The story of Craigmore Viaduct
Craigmore Viaduct was built between 1849 and 1852 for the Dublin and Belfast Junction Railway, the company laying the strategic main line that would join Ireland's two largest cities. It was designed by John Benjamin Macneill, one of the most eminent Irish civil engineers of the railway age, and formally opened in 1852.
The structure carries 18 masonry arches across the valley of the Camlough River, each arch spanning 60ft, for a total length of roughly a quarter of a mile. The tallest arch rises 126ft above the valley floor, making Craigmore the highest viaduct in Ireland.
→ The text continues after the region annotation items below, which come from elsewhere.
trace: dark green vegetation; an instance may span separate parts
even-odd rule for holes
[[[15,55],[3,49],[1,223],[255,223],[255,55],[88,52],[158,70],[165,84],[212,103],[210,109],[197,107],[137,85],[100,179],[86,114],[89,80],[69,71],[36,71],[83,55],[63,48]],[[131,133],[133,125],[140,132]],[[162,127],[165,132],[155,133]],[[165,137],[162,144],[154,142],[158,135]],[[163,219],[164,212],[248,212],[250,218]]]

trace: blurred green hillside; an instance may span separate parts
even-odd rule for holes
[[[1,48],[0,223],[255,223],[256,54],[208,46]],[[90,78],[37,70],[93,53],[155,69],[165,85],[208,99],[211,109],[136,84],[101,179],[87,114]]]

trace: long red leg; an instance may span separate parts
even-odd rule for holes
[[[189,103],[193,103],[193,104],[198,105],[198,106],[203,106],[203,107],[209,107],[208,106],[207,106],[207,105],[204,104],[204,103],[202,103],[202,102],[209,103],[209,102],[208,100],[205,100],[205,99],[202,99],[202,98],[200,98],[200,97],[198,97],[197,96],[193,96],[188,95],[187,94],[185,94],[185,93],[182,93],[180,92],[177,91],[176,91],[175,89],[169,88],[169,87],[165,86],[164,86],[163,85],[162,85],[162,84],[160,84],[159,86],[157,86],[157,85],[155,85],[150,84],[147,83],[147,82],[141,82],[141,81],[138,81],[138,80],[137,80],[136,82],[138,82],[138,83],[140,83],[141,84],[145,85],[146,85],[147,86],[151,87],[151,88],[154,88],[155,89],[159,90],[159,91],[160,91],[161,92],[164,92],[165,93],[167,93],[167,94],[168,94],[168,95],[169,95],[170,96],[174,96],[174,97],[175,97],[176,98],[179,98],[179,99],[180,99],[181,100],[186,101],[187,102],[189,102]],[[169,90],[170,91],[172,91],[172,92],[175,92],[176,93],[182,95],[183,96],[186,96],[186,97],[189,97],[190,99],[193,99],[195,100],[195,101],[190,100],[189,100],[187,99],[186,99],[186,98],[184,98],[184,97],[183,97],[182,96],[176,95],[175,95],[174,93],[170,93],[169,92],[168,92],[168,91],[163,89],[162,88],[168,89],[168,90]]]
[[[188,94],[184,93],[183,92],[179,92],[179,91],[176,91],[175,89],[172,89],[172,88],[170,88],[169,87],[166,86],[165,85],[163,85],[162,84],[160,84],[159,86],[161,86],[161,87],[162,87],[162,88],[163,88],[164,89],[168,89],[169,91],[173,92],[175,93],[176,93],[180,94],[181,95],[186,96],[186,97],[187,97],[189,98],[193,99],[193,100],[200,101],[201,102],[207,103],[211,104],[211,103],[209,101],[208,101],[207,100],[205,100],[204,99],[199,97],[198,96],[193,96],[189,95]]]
Its stone was cut from granite at the nearby Goraghwood quarry, which supplied ballast and building stone to the line for many years.
Locals have long known it simply as 'the 18 Arches'. From 1885 to 1948 the celebrated Bessbrook and Newry Tramway — one of the earliest hydro-electric tramways in the world — ran beneath its arches, linking the model village of Bessbrook to Newry.
More than 170 years on, the viaduct is still in daily use, carrying the Belfast-Dublin railway and the cross-border Enterprise service across the Camlough valley. It stands today much as Macneill built it: a working monument to Victorian railway engineering at the edge of the Ring of Gullion.